I also would like to thank all members of the promotion commission for taking time to read this thesis and for their valuable comments.

Last but not least I would like to thank my friends and especially my mother who is always close to me, even though there are many km between her and me. To my beloved mother I dedicate this thesis.
About the author

Camelia Hora was born in Oradea, Romania. She graduated from Technical University Timisoara, Romania, Faculty of Automation and Computer Science, in 1992.

After her graduation she worked as a teaching assistant at Oradea University, Romania. From 1993 until 1998 she occupied the position of teaching assistant at Timisoara University of Technology, Romania, Department of Computer Science.

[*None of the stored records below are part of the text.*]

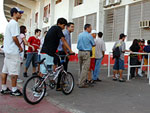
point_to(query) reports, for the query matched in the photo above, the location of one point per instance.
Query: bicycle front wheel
(67, 83)
(34, 90)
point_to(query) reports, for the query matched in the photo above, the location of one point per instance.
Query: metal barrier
(129, 66)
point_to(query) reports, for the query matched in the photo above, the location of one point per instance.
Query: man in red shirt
(32, 53)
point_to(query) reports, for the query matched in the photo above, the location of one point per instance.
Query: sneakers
(7, 91)
(16, 93)
(25, 74)
(19, 80)
(36, 94)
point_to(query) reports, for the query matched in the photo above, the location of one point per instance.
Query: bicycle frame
(57, 71)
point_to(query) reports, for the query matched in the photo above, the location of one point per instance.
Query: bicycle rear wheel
(67, 83)
(34, 90)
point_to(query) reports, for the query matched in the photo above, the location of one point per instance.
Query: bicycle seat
(40, 62)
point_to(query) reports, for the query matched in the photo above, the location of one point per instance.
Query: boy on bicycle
(51, 43)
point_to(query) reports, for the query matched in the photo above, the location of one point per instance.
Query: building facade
(112, 17)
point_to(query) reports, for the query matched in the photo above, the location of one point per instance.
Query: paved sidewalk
(12, 104)
(105, 97)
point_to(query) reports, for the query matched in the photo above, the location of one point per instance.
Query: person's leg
(28, 62)
(97, 68)
(80, 65)
(121, 74)
(89, 75)
(14, 80)
(4, 80)
(121, 68)
(34, 64)
(66, 64)
(85, 68)
(115, 69)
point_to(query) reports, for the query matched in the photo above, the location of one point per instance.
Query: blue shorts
(119, 64)
(39, 58)
(49, 62)
(31, 57)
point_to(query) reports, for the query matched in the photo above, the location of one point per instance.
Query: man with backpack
(119, 49)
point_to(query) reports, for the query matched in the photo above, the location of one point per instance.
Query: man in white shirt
(11, 49)
(99, 55)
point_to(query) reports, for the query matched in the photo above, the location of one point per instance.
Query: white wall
(88, 7)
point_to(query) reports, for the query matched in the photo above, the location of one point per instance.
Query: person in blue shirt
(147, 50)
(84, 45)
(62, 50)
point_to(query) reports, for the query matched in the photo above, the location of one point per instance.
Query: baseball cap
(16, 10)
(93, 32)
(122, 35)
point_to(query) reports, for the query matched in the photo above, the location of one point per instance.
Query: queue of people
(57, 39)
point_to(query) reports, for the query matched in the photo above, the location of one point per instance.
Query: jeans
(84, 61)
(31, 57)
(97, 68)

In May 1998 she visited Eindhoven University of Technology during an European Exchange Program. She returned to Eindhoven in September as PhD student in the Department of Information and Computer Science.

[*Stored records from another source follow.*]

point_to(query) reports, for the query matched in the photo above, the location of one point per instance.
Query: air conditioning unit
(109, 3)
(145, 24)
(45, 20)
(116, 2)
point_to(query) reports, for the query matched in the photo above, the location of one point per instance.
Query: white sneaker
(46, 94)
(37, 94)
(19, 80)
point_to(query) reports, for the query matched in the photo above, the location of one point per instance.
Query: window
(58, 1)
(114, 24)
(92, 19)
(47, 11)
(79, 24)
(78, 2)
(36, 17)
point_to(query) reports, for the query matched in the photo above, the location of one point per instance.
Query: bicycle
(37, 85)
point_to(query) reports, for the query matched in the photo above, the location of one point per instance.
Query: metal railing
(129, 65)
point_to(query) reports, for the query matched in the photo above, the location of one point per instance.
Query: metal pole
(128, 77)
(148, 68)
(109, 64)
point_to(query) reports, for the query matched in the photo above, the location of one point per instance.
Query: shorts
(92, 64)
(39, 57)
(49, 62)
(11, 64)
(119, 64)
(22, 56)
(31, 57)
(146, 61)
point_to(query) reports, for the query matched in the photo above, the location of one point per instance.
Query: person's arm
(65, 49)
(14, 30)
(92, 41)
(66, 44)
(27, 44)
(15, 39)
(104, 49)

At 1 October 2002 she joined the ED&T/Test group at Philips Research Laboratories as a test consultant. Her research interest is in the area of IC-test, specifically in Design for Test, testability and electrical failure analysis and diagnostics.
Stellingen
behorende bij het proefschrift

On Diagnosing Faults in Digital Circuits
van
Camelia Hora
Eindhoven University of Technology
November 2002

1. We are what we think. All that we are arises with our thoughts. With our thoughts we make the world.
   - Buddha

2. Our greatest glory is not in never failing, but in rising every time we fall.
   - Confucius

3. Electrical fault diagnosis is like looking for a needle in the haystack. With the remark that the haystack is getting larger and the needle is getting smaller, following Moore’s law.
   - this thesis

4. There is no better remedy against stress and frustrations than a fruitful shopping round.

5. Even though it is doubted by many, the stuck-at fault model once again has proven to be efficient and effective in detecting and localizing defects in digital ICs.
   - this thesis

6. Electrical fault diagnosis is increasingly becoming a key factor for a fast ramp-up of new processes and products. Specifically new statistical diagnosis methods are going to have a significant contribution in getting to higher yields quickly.
   - this thesis

7. Failure analysis and fault diagnosis are undervalued activities. There is hardly to be found another domain in the silicon arena which requires a combination of skills in so many different areas like design, test, mathematics, physics, chemistry, etc.

8. The term failure analysis gives a too negative image. The focus is too much on the word failure, while the activity more on analysis. Hence, a better name would be device analysis.

9. A full paperless “economy” has hardly a chance in The Netherlands, given the amount of paper one has to “process” at every step he/she wants to make.

10. Things are as bad or good as you see them. So better look at them in a positive way.

11. The only real things we carry with us till the end are our feelings, our loves, our sufferings, our hatreds and our adversities. I’m asking myself: we, at the end of our journey, what we leave behind? I suppose we can leave some feelings, less hatreds, some sufferings but mainly love.
    - Nichita Stanescu

12. It is more difficult to write a good summary than a good article.